The National Security Agency did not adhere to both court-approved and internal procedures meant to prevent officials from using a controversial foreign surveillance law to inappropriately monitor the communications of Americans, according to a report by the Office of the Inspector General (OIG), CNN reported.
The audit criticized the NSA's use of Section 702 of the Foreign Intelligence and Surveillance Act (FISA), which allows federal agents not only to surveil suspicious, non-Americans on foreign soil without the approval of a court or a warrant, but also permits agents to access sensitive information and communications of U.S. citizens if "a query is reasonably likely to return foreign intelligence information."

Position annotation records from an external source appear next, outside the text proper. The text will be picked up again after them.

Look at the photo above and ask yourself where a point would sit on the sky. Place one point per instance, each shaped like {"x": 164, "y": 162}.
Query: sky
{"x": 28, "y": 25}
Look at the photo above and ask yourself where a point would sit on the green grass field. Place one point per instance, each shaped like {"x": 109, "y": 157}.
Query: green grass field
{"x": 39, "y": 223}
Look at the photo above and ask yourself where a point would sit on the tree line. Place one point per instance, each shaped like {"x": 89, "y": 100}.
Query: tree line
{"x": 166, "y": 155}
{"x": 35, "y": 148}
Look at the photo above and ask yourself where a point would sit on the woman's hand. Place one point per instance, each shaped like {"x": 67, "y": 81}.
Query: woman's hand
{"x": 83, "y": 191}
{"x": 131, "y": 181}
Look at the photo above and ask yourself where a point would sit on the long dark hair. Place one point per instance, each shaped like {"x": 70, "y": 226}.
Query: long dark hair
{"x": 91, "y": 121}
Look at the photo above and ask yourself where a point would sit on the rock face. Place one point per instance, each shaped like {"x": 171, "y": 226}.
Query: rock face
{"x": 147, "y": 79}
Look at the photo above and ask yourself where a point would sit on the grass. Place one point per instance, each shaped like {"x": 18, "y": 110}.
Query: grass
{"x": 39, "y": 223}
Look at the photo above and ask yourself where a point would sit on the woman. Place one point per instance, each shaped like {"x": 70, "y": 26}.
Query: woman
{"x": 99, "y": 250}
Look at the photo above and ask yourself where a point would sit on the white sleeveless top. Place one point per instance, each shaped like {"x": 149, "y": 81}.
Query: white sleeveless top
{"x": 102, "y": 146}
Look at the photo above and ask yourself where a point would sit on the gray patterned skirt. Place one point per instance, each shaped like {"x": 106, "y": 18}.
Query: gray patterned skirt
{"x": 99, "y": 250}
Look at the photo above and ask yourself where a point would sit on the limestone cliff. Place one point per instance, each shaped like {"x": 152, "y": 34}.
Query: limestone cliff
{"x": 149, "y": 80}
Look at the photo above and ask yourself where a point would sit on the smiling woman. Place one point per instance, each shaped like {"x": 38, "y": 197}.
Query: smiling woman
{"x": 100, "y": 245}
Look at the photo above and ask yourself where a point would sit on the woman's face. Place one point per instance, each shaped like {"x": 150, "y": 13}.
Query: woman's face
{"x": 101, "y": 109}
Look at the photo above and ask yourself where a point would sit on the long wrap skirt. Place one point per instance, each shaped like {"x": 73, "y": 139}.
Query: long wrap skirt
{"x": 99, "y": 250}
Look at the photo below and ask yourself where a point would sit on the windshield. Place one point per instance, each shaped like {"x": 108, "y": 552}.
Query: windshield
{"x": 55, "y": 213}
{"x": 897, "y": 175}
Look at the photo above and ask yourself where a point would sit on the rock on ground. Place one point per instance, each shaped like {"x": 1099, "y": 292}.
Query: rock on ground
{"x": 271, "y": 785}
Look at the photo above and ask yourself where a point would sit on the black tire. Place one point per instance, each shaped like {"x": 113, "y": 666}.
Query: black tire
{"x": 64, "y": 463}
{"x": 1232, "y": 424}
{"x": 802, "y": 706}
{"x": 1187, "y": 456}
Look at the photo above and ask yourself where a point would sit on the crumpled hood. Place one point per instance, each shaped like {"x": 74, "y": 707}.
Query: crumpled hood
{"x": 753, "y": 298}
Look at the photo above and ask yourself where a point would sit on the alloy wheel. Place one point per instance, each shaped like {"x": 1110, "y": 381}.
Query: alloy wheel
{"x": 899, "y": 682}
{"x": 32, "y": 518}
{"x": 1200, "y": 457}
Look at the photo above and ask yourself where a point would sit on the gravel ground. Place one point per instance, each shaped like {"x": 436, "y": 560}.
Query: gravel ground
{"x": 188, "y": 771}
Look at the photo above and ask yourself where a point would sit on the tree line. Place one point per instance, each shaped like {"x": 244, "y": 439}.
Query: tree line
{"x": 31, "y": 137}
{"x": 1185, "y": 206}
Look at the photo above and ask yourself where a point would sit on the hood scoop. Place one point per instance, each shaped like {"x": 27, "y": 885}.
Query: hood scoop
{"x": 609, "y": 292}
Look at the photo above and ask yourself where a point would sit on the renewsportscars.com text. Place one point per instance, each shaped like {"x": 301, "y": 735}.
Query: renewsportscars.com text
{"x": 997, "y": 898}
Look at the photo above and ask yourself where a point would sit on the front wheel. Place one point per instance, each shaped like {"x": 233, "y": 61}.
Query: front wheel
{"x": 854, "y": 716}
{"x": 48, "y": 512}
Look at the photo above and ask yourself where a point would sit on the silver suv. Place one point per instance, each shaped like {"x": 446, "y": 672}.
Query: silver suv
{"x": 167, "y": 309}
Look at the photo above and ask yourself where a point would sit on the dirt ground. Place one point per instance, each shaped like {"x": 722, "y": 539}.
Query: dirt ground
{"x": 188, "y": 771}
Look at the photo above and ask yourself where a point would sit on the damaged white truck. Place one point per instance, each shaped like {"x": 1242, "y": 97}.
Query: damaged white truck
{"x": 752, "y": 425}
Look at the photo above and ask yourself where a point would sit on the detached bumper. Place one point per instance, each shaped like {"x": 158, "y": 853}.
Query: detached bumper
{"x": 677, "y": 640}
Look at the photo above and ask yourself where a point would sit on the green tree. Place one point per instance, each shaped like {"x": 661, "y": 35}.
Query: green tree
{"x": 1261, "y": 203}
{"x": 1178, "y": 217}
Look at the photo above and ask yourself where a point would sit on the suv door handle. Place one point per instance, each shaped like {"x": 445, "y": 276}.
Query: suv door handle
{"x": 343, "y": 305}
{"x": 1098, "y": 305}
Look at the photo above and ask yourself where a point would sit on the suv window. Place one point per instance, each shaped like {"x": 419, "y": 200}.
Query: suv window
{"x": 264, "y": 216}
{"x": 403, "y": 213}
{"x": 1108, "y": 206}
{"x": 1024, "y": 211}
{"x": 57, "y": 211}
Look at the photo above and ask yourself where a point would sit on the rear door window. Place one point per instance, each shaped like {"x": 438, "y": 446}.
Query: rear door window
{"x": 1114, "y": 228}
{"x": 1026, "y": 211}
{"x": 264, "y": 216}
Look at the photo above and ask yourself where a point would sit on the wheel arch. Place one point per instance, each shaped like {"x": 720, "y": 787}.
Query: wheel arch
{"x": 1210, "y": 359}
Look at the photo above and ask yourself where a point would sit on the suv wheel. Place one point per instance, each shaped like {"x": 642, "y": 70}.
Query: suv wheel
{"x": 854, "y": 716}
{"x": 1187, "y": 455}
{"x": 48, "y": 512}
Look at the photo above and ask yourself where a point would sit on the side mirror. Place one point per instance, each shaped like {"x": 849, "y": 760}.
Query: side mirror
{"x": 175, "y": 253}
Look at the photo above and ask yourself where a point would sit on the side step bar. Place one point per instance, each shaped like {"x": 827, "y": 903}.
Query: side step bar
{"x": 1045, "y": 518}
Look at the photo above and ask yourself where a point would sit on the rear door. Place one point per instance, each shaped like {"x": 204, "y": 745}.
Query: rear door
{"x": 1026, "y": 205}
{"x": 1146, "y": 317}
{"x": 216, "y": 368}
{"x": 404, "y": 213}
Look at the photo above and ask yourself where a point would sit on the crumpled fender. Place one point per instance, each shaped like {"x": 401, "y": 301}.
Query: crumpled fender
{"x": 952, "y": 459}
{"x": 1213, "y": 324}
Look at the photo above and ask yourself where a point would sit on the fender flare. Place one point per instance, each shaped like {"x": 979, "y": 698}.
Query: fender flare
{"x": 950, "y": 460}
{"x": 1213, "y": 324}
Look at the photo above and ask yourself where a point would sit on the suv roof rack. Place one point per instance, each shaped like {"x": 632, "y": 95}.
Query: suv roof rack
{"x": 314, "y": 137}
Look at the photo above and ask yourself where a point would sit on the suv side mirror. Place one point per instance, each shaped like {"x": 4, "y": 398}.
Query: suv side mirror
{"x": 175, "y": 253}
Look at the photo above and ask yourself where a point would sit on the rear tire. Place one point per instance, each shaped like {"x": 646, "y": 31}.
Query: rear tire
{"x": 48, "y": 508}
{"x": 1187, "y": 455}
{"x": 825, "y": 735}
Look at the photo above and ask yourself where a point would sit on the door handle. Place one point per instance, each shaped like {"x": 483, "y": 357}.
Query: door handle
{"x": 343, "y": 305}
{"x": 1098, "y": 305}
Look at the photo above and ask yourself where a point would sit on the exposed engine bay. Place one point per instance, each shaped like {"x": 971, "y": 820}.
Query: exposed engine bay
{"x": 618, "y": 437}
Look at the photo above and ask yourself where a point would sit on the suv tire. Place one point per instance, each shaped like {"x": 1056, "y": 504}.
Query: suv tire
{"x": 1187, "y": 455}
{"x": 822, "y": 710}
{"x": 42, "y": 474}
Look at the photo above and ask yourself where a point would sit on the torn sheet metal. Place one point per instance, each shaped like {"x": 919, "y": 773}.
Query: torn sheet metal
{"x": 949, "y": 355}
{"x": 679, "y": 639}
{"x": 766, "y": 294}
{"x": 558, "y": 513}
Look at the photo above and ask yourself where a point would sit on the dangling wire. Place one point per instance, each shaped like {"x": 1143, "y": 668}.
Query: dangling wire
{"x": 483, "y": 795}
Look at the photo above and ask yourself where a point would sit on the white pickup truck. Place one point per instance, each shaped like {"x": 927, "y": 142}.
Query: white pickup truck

The report, which was given to Congress on Monday, "revealed a number of concerns" related to queries for information from government databases on American citizens suspected of being in contact with a foreign target, according to The Hill.
For example, selector information is required to be documented on a consistent basis, but this was not always done.
In addition, an NSA query tool failed to automatically prevent certain types of queries containing selectors known to be associated with an American.
"The NSA remains fully committed to the rigorous and independent oversight provided by the NSA inspector general's office," an NSA spokesman said in a statement to CNN. "NSA continues to employ measures to assist analysts in conducting their work compliantly with civil liberties and privacies protections. As the OIG included in its report, the agency has in place multiple processes to aid in ensuring query compliance."
Congress enacted FISA in 1978 in order to establish guidelines for the government's collection of foreign intelligence information in the aftermath of the Watergate scandal.
Due to the 9/11 attacks, more amendments were enacted in 2008, including Section 702.